Since the beginning of the Covid-19 pandemic, the Art Institute of Chicago has laid off more than 76 employees in response to projected revenue shortfalls in the millions of dollars. Despite these layoffs and extensive furloughs, the museum continued to fundraise for a $600 million capital campaign, a third of which was earmarked for architectural renovations by the Barcelona-based architectural firm Barozzi Veiga. The campaign was kickstarted in 2018 when museum trustees Janet and Craig Duchossois made a $50 million unrestricted gift to the museum and board Chairman Robert Levy and his wife, Diane v.S. Levy, made a gift of $20 million for operations and acquisitions. Museum leadership avoided questions from staff regarding the status of the capital, claiming that all fundraising efforts had been postponed until further notice and that the aims of the campaign would likely be adjusted.
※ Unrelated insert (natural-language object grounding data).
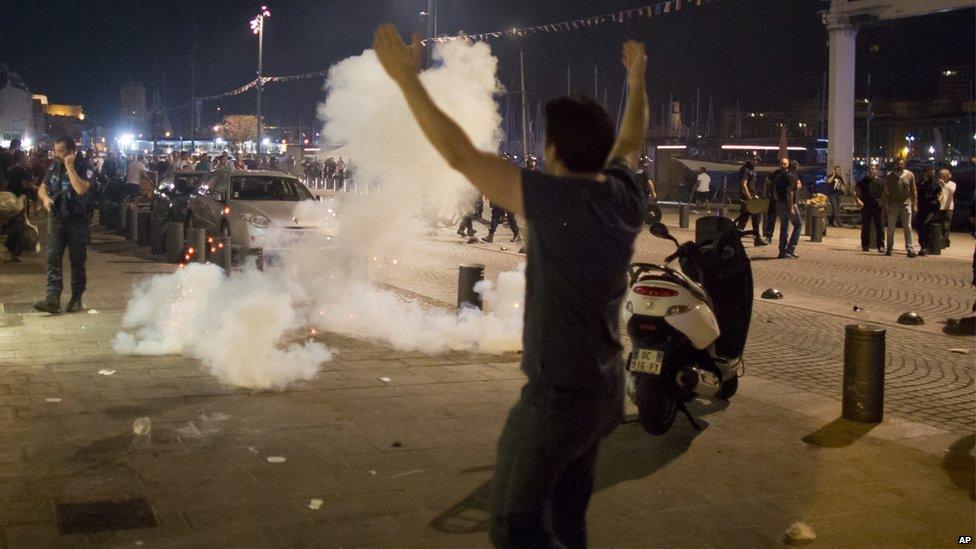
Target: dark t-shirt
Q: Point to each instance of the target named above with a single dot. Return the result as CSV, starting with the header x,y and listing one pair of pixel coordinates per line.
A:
x,y
869,190
784,183
749,176
18,180
580,244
However, leadership never addressed whether or not these gifts, which are among the largest monetary gifts in the museum’s history, would be used to protect employee’s jobs and sustain the institution through a fiscal crisis. The museum refuses to change course, convinced that the capital project is ensuring the museum's sustainability, but this is simply not true. By speculating and betting on future income from dazzling new buildings and architectural spaces, the museum sacrifices the livelihood and institutional knowledge of its staff and programs for the fantasy of an imagined future. How do we challenge current institutional norms and force museum leadership to care more deeply for the well-being of their staff than for their creditors? We must first understand the extent to which financialization and debt destabilizes art institutions, siphoning money from the institution into the hands of private creditors while museum employees are forced to shoulder the consequences when this speculation falls short of expectations.